4.1 KiB
4.1 KiB
Intraday Crawl System
Overview
The intraday crawl system is designed to handle large-scale historical data collection with proper resumption support. It tracks the oldest and newest dates reached, allowing it to resume from where it left off if interrupted.
Key Features
- Bidirectional Crawling: Can crawl both forward (for new data) and backward (for historical data)
- Resumption Support: Tracks progress and can resume from where it left off
- Gap Detection: Automatically detects gaps in data coverage
- Batch Processing: Processes data in configurable batches (default: 7 days)
- Completion Tracking: Knows when a symbol's full history has been fetched
Crawl State Fields
The system tracks the following state for each symbol:
interface CrawlState {
finished: boolean; // Whether crawl is complete
oldestDateReached?: Date; // Oldest date we've fetched
newestDateReached?: Date; // Newest date we've fetched
lastProcessedDate?: Date; // Last date processed (for resumption)
totalDaysProcessed?: number; // Total days processed so far
lastCrawlDirection?: 'forward' | 'backward';
targetOldestDate?: Date; // Target date to reach
}
How It Works
Initial Crawl
- Starts from today and fetches current data
- Then begins crawling backward in weekly batches
- Continues until it reaches the target oldest date (default: 2020-01-01)

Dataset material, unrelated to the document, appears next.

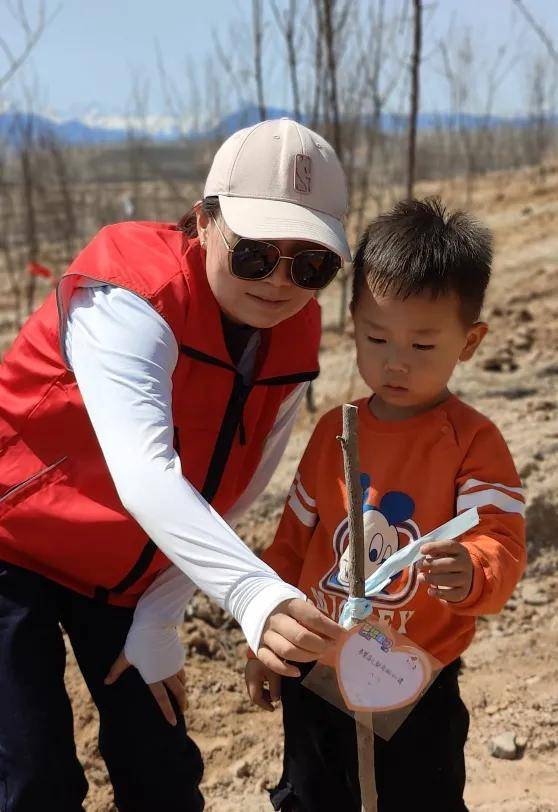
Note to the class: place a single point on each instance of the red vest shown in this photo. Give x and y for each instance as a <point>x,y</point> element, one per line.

- Marks as finished when complete
Resumption After Interruption
- Checks for forward gap: If
newestDateReached < yesterday, fetches new data first - Checks for backward gap: If not finished and
oldestDateReached > targetOldestDate, continues backward crawl - Resumes from
lastProcessedDateto avoid re-fetching data
Daily Updates
Once a symbol is fully crawled:
- Only needs to fetch new data (forward crawl)
- Much faster as it's typically just 1-2 days of data
Usage
Manual Crawl for Single Symbol
await handler.crawlIntradayData({
symbol: 'AAPL',
symbolId: 12345,
qmSearchCode: 'AAPL',
targetOldestDate: '2020-01-01',
batchSize: 7 // Days per batch
});
Schedule Crawls for Multiple Symbols
await handler.scheduleIntradayCrawls({
limit: 50,
targetOldestDate: '2020-01-01',
priorityMode: 'incomplete' // or 'never_run', 'stale', 'all'
});
Check Crawl Status
const tracker = handler.operationRegistry.getTracker('qm');
const isComplete = await tracker.isIntradayCrawlComplete('AAPL', 'intraday_bars', new Date('2020-01-01'));
Get Symbols Needing Crawl
const symbols = await tracker.getSymbolsForIntradayCrawl('intraday_bars', {
limit: 100,
targetOldestDate: new Date('2020-01-01'),
includeNewDataGaps: true // Include symbols needing updates
});
Priority Modes
- never_run: Symbols that have never been crawled (highest priority)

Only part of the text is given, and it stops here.